A second form of monarchianism that appeared was called “dynamic monarchianism” or “adoptionism.” This school of thought was also committed to preserving monotheism, but its adherents wanted to give honor and central importance to the person of Christ. Those who propagated this view held that at the time of creation, the first thing God made was the Logos, after which the Logos created everything else. So the Logos is higher than human beings and even angels. He is the Creator, and He predates all things except God. But He is not eternal, because He Himself was created by God, so He is not equal with God. In time, according to adoptionism, the Logos became incarnate in the person of Jesus. In His human nature, the Logos was one with the Father in terms of carrying out the same mission and working toward the same goals. He was obedient to the Father, and because of His obedience, the Father “adopted” Him. Thus, it is proper to call the Logos the Son of God. However, He became the Son of God dynamically. There was a change. He was not always the Son of God, but His Sonship was something He earned. Those who defended this view cited such biblical statements as “He is the image of the invisible God, the firstborn of all creation” (Col. 1:15). They also argued that the New Testament’s descriptions of Christ as “begotten” carry the implication that He had a beginning in time, and anything that has a beginning in time is less than God, because God has no beginning. In short, they believed the Logos is like God, but He is not God. These views prompted the first of the ecumenical councils, the Council of Nicea, which met in AD 325. This council produced the Nicene Creed, which affirms that Christ is “the only begotten Son of God, begotten of the Father before all worlds,” and that He was “begotten, not made.” It further declares that He is “God of God, Light of Light, very God of very God … being of one substance with the Father.” With these affirmations, the church said that scriptural terms such as firstborn and begotten have to do with Christ’s place of honor, not with His biological origin. The church declared that Christ is of the same substance, being, and essence as the Father. Thus, the idea was put forth that God, though three in person, is one in essence.
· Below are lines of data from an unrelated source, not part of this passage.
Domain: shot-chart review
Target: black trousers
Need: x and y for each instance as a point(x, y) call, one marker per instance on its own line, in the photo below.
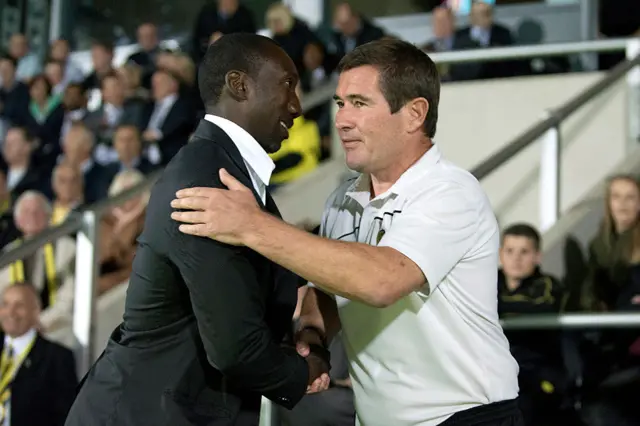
point(503, 413)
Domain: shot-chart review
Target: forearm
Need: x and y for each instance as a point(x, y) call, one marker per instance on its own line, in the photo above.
point(351, 270)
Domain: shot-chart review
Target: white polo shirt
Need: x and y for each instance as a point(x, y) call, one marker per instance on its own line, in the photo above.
point(440, 350)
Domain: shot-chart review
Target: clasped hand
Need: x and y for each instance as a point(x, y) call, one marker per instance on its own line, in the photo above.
point(318, 368)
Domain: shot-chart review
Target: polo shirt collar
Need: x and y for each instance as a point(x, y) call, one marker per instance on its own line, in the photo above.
point(250, 150)
point(360, 190)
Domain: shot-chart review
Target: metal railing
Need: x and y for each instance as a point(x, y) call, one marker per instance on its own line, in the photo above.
point(86, 223)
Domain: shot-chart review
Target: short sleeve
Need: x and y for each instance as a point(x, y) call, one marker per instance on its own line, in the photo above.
point(435, 230)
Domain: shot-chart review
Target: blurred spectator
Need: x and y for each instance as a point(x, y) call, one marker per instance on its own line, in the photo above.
point(102, 59)
point(67, 191)
point(114, 111)
point(615, 248)
point(46, 113)
point(524, 289)
point(50, 269)
point(14, 96)
point(8, 230)
point(59, 52)
point(351, 30)
point(44, 385)
point(78, 145)
point(299, 154)
point(131, 78)
point(443, 24)
point(120, 231)
point(318, 66)
point(54, 71)
point(221, 16)
point(74, 103)
point(292, 34)
point(128, 146)
point(145, 58)
point(28, 63)
point(170, 118)
point(483, 32)
point(22, 174)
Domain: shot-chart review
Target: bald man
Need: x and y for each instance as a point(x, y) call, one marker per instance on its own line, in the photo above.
point(38, 376)
point(351, 30)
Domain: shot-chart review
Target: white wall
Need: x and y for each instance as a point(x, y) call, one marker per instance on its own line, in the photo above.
point(478, 118)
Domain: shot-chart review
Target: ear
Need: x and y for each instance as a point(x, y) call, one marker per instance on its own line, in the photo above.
point(236, 83)
point(417, 110)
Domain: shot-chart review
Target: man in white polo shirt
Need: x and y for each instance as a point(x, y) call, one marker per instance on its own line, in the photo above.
point(411, 256)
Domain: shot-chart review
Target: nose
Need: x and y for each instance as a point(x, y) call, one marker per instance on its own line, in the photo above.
point(344, 122)
point(294, 106)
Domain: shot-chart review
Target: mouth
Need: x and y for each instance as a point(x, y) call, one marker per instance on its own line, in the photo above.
point(285, 128)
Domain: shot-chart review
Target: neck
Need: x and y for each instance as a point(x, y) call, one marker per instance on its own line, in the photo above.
point(382, 180)
point(230, 113)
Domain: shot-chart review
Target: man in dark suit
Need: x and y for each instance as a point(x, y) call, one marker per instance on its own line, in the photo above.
point(43, 373)
point(169, 118)
point(204, 321)
point(484, 32)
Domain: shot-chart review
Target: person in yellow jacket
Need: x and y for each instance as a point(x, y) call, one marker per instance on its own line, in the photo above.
point(299, 154)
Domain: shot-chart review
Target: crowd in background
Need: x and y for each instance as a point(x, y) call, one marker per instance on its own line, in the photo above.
point(70, 139)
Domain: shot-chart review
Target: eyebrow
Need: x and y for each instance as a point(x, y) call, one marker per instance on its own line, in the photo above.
point(354, 97)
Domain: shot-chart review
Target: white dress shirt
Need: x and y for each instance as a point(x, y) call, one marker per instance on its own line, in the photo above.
point(19, 345)
point(258, 162)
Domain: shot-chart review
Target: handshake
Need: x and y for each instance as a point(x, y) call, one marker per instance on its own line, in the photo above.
point(311, 345)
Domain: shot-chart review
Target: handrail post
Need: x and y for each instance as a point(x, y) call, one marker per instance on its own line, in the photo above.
point(633, 94)
point(268, 413)
point(86, 278)
point(550, 181)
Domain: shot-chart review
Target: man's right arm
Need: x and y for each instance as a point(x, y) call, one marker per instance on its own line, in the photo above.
point(229, 305)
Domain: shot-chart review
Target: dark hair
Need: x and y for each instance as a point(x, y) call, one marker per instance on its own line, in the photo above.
point(41, 77)
point(7, 57)
point(54, 62)
point(523, 230)
point(244, 52)
point(406, 73)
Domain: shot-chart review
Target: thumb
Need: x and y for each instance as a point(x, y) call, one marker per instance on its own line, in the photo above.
point(230, 182)
point(303, 349)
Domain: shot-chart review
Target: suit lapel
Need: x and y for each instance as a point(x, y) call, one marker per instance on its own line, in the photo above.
point(209, 131)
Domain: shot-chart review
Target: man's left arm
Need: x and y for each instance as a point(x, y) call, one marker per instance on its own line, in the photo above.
point(424, 243)
point(64, 388)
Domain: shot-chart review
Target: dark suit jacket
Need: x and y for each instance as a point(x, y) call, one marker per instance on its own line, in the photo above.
point(45, 385)
point(32, 180)
point(203, 321)
point(176, 127)
point(8, 231)
point(96, 183)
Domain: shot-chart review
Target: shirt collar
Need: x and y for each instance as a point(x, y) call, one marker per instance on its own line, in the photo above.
point(250, 150)
point(360, 190)
point(20, 343)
Maybe those that are so willing to allow such belief a part of their protestantism could address such understanding like that of the Athanasian Creed, Section 28—“He therefore that will be saved must thus think of the Trinity” (Qui vult ergo salvus esse, ita de Trinitate sentiat). The error of modalistic monarchianism is in their (blind) focusing on the oneness of God, holding to a strict undefendable definition of oneness to the exclusion of the mass of Biblical proof of the distinction of God. United Pentecostals and Apostolic’s (like Sabellius did) focus solely on the oneness passages (Deut 6:4 & Jn 10:38) to the exclusion of the wealth of scripture that shows the oneness of God is best understood in terms of unity rather than a specific number.